As I experienced different types of higher education institutions throughout graduate school and early career, the small liberal arts setting that Goshen College represents was in the back of my mind as a dream job location. I feel a strong connection to GC’s mission and the type of educational journey we foster here, which makes it a true joy to work here.

What do you love most about teaching GC students?

The Goshen College student body continues to amaze me with their pursuit of excellence, their zest for learning, and their deep desire to serve a hurting world. GC students are kind, fun and hardworking.

What excites you about music?

The study of music, as a field of humanities, offers great insight into the human condition. It is focused and expansive at the same time.

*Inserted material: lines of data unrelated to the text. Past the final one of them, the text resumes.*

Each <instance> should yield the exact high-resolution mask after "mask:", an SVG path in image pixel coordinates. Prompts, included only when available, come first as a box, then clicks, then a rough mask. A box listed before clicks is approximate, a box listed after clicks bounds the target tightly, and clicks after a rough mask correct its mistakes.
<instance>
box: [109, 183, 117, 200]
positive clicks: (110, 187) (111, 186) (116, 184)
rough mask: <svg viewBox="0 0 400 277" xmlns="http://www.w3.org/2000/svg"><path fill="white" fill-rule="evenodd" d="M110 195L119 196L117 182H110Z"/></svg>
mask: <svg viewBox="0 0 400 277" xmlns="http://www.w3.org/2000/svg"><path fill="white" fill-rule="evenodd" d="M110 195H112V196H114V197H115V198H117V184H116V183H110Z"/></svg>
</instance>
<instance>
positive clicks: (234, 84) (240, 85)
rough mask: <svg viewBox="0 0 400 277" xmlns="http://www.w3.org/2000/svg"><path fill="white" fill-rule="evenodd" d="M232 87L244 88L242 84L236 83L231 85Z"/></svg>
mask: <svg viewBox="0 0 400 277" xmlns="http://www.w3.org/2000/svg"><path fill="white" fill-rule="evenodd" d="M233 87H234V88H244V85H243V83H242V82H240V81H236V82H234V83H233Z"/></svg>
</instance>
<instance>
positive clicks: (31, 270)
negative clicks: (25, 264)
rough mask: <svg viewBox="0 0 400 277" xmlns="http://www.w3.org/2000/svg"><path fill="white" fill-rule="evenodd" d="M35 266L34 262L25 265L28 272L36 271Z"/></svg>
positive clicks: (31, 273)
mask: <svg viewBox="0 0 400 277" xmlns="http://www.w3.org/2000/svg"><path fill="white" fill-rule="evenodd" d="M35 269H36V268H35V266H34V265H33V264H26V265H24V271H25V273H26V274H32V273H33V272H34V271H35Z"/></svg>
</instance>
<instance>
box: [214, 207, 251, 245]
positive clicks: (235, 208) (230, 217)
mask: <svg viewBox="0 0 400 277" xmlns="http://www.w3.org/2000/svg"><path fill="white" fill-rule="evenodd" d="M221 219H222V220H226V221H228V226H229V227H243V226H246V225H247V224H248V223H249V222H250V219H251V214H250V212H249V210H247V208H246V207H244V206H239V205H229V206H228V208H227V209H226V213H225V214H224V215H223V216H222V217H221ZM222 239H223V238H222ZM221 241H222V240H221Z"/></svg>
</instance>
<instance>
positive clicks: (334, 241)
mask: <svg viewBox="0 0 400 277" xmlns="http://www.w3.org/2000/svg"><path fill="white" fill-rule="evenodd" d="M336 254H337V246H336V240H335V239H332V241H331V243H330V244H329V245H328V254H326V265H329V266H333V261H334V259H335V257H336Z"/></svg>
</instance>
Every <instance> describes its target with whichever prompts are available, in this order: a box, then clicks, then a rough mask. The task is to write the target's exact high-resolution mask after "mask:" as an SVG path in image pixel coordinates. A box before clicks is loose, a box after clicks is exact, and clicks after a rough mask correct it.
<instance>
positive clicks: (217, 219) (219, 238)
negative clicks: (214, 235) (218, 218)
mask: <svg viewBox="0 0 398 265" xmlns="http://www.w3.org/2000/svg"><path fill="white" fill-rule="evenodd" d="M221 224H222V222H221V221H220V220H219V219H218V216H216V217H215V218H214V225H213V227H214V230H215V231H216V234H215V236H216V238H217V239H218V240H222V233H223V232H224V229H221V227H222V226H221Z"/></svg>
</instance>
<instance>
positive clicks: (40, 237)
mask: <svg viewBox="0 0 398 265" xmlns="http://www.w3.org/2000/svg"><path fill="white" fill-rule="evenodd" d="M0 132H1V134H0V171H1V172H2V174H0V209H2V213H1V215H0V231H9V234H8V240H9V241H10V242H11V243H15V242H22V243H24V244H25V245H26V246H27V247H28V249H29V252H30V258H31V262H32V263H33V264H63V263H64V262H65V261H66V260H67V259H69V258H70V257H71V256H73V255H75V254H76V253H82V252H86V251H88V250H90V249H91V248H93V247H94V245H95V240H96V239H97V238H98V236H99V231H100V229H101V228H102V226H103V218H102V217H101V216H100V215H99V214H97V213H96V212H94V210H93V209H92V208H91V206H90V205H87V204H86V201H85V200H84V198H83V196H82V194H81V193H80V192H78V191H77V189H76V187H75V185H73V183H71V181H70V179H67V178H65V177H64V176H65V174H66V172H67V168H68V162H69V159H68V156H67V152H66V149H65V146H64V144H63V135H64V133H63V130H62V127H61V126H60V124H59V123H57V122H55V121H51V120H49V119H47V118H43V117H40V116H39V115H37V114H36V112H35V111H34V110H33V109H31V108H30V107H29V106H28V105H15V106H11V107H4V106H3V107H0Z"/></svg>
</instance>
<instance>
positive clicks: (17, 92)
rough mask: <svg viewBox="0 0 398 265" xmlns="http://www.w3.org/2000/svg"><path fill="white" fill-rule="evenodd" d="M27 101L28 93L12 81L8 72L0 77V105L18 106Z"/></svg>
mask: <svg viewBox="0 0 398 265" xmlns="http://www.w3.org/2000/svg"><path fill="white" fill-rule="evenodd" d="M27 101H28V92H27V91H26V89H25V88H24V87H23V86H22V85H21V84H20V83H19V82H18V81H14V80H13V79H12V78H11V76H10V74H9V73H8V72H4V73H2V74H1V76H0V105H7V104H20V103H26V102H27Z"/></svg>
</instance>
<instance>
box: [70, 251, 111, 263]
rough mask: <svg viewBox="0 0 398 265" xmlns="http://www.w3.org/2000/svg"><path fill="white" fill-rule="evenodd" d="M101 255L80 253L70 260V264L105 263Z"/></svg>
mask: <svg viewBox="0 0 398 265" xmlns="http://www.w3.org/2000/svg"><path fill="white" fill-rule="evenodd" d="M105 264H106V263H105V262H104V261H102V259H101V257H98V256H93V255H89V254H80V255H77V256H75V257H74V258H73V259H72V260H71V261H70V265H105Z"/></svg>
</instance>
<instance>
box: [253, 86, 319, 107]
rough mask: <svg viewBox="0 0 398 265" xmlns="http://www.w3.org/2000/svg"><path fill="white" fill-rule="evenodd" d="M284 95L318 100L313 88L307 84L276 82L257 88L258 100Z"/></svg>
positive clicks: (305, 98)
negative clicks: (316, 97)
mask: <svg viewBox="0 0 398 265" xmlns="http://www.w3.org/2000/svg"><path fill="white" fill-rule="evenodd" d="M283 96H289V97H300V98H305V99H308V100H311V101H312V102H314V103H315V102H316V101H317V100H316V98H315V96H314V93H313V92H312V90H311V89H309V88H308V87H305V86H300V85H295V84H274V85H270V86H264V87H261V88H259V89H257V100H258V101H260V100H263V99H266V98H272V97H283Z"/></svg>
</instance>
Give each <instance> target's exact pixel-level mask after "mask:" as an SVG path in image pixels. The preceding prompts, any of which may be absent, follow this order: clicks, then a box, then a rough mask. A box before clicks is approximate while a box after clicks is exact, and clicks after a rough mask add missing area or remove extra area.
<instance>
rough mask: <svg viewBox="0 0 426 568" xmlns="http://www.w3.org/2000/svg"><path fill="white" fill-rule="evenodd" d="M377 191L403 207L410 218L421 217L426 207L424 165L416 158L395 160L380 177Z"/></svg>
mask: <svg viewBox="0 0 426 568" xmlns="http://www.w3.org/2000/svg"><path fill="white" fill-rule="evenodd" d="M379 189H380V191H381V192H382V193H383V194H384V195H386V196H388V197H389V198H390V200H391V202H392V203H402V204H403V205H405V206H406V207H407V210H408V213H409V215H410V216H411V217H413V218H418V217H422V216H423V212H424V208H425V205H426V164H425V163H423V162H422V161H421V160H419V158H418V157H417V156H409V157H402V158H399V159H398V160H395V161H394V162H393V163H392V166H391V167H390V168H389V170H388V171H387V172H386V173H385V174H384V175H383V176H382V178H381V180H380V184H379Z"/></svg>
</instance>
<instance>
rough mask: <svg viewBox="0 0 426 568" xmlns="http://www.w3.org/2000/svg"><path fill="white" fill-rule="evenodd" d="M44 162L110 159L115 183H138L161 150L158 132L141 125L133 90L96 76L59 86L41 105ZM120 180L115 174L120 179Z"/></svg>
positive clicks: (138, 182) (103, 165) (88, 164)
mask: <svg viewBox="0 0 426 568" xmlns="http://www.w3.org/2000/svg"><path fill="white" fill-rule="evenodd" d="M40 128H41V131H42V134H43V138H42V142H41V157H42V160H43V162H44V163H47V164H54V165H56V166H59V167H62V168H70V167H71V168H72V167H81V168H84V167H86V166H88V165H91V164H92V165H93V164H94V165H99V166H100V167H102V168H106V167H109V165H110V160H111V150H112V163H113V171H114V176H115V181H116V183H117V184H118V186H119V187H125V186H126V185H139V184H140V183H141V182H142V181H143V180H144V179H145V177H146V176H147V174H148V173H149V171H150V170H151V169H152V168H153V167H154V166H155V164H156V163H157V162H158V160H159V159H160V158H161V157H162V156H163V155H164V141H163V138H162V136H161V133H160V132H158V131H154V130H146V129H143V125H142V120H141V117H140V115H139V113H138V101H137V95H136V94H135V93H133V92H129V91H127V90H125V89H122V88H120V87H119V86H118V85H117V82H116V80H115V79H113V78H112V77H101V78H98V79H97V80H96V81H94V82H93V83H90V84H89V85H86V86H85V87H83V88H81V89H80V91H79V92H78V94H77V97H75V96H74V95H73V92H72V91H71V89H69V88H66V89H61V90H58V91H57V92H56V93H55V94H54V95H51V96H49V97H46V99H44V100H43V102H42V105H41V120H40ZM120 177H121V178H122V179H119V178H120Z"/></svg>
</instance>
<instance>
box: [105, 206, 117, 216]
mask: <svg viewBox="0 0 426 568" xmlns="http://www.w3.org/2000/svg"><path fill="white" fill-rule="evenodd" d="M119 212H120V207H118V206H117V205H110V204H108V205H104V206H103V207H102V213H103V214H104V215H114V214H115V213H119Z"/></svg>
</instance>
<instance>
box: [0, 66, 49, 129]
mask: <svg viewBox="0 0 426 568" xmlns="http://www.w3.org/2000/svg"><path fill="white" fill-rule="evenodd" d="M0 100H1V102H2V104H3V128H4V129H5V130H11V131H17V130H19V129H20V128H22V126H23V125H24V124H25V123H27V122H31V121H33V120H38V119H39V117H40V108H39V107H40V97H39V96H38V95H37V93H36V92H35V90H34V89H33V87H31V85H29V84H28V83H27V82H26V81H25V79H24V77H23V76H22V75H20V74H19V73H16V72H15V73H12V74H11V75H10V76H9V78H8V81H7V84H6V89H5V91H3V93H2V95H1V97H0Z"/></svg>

The opportunity to take the skill one has at an instrument to a higher level is an important part of music study. Through that skill-development and the knowledge development from music history and music theory, our students encounter music composed from many different historical and cultural eras.  Students learn so much about themselves, about the world, and who they want to be in that world through their study of music.

What do you enjoy doing outside of your academic work?

I love reading, walking, taking advantage of Goshen’s great downtown and accompanying my children in their school journeys with the many athletic, arts and academic events this includes.

How does the college’s vision (international, intercultural, interdisciplinary and integrative) connect or shape your teaching and work?

A liberal arts education is about making connections. In addition to my work in the music department, I currently direct the Core Curriculum (general education program) at GC. The landmark course students take in their first semester, Identity and Culture in Community, is taught by a team of professors and administrators from a variety of disciplines and seeks to prepare students for a life of meaningful intercultural engagement. In my work with both music and the Core, I am constantly reminded to help students make connections between their areas of study, which adds a richness to my teaching and work here that I deeply treasure.

How do you strive to make peace through your work and life?

I strive to be a good colleague and supportive, challenging teacher. This requires attention to communication and to openness to feedback from each other. I believe in and strive to teach students the power of music to foster peace both within ourselves and beyond ourselves.